Digital PR optimizes for human journalists and editors, the success condition is a media placement that reaches human readers. Machine Relations uses the same mechanism (earned media in trusted publications) but structures content and entity signals so that machine readers can also parse, extract, and cite what has been earned. Digital PR was designed for human audiences. Machine Relations extends it to work for both audiences simultaneously, because AI engines are now doing the first cut of research that precedes human buyer decisions. The PR mechanism (earned media in respected publications) is correct. What Machine Relations adds is the entity and architecture layers that make that earned media produce AI citation, not just human readership.

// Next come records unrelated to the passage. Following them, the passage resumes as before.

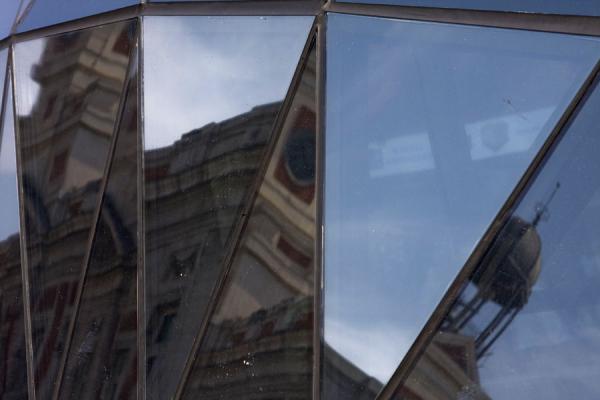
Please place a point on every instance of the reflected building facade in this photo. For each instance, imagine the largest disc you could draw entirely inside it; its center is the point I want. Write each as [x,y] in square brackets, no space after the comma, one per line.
[67,104]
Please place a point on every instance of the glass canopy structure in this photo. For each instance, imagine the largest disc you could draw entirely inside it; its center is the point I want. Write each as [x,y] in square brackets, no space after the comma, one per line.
[296,199]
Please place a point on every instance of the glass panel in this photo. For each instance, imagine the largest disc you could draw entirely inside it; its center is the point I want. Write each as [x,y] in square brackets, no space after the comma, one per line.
[197,171]
[102,361]
[8,13]
[429,128]
[13,363]
[566,7]
[68,91]
[259,341]
[527,323]
[42,13]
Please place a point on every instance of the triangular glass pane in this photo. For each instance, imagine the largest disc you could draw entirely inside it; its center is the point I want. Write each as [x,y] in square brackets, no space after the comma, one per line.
[526,324]
[3,58]
[102,359]
[259,341]
[429,128]
[212,91]
[68,92]
[13,362]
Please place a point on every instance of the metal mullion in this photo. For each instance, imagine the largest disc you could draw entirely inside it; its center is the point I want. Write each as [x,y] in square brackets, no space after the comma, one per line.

Muck Rack's analysis of over one million links cited by ChatGPT found that 89% of citations originated from earned media, not owned blog content, paid placements, or social posts. This aligns with Ahrefs' analysis of ChatGPT's most-cited pages, which found that 65.3% of cited content comes from domains with a Domain Rating of 81 or higher—the threshold that corresponds almost exclusively to major editorial publications. These figures collectively establish that AI citation is overwhelmingly an earned media phenomenon, not a content marketing one.